A month later, Oakland traded Locker to the Chicago Cubs for outfielder Billy North.

===Chicago Cubs (1973, 1975)===
Pitching in the National League for the first time, Locker had one of his best seasons, winning 10 games, saving 18 and topping 100 innings pitched for the first time since 1969. In an odd twist, he was sent back to the Athletics by the Cubs for Horacio Piña at the Winter Meetings on December 3, 1973. According to Bruce Markusen in his 1998 book, Baseball's Last Dynasty: Charlie Finley's Oakland A's, Locker had told Cubs general manager John Holland that he would only pitch one season for the Cubs, then he wanted to be traded back to the A's as owner Charlie Finley had agreed to try to arrange. Locker moved his family to Oakland and planned to live and work there after his baseball career. Holland and Charlie Finley obliged the pitcher's request but it turned out to be a bad deal for the A's. Locker had to undergo surgery to remove bone chips from his pitching elbow and would sit out the entire 1974 season.

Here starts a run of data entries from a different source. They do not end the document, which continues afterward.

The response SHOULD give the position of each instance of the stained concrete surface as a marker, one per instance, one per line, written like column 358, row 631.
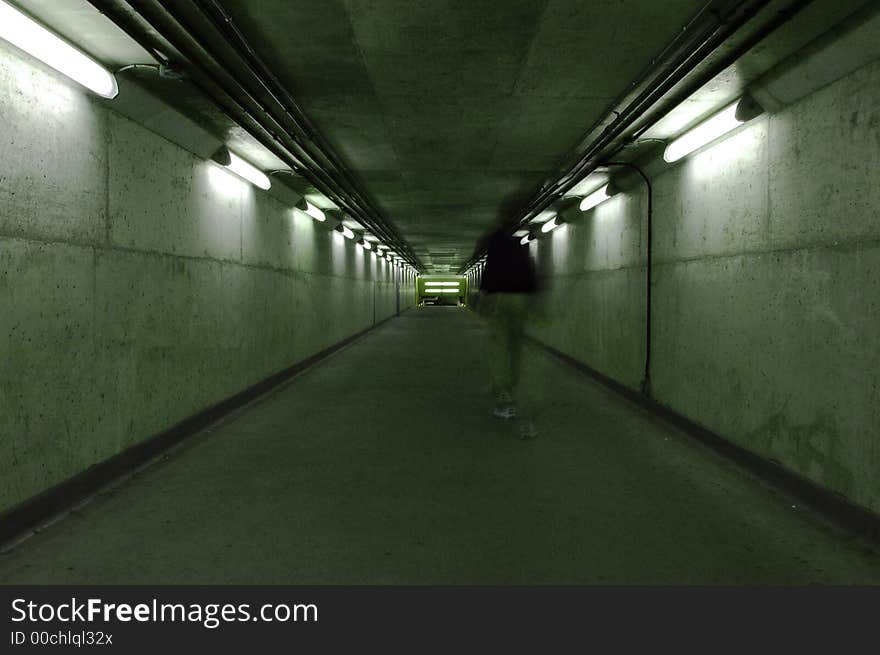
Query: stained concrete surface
column 765, row 296
column 382, row 464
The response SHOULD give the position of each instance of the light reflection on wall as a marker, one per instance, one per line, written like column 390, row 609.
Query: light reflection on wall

Finley sent Locker back to the Cubs just days after winning the 1974 World Series in exchange for veteran outfielder Billy Williams. Locker's 1975 season would be his last in the majors.

==Retirement==
Since April 2010, Locker has been the creator and webmaster of a Marvin Miller tribute site, ThanksMarvin.com. The site collects memorabilia about the late Major League Baseball Player Association Executive Director in an attempt to raise awareness of Miller's importance in the American Labor Unions in the United States and to get Miller elected to the National Baseball Hall of Fame when his name came up for a ballot in 2014 as part of the "Expansion Era" group. Miller died on November 27, 2012, at the age of 95, but was selected to the National Baseball Hall of Fame in December 2019, for induction in 2020.

Locker died in Bozeman, Montana, on August 15, 2022. He was 84.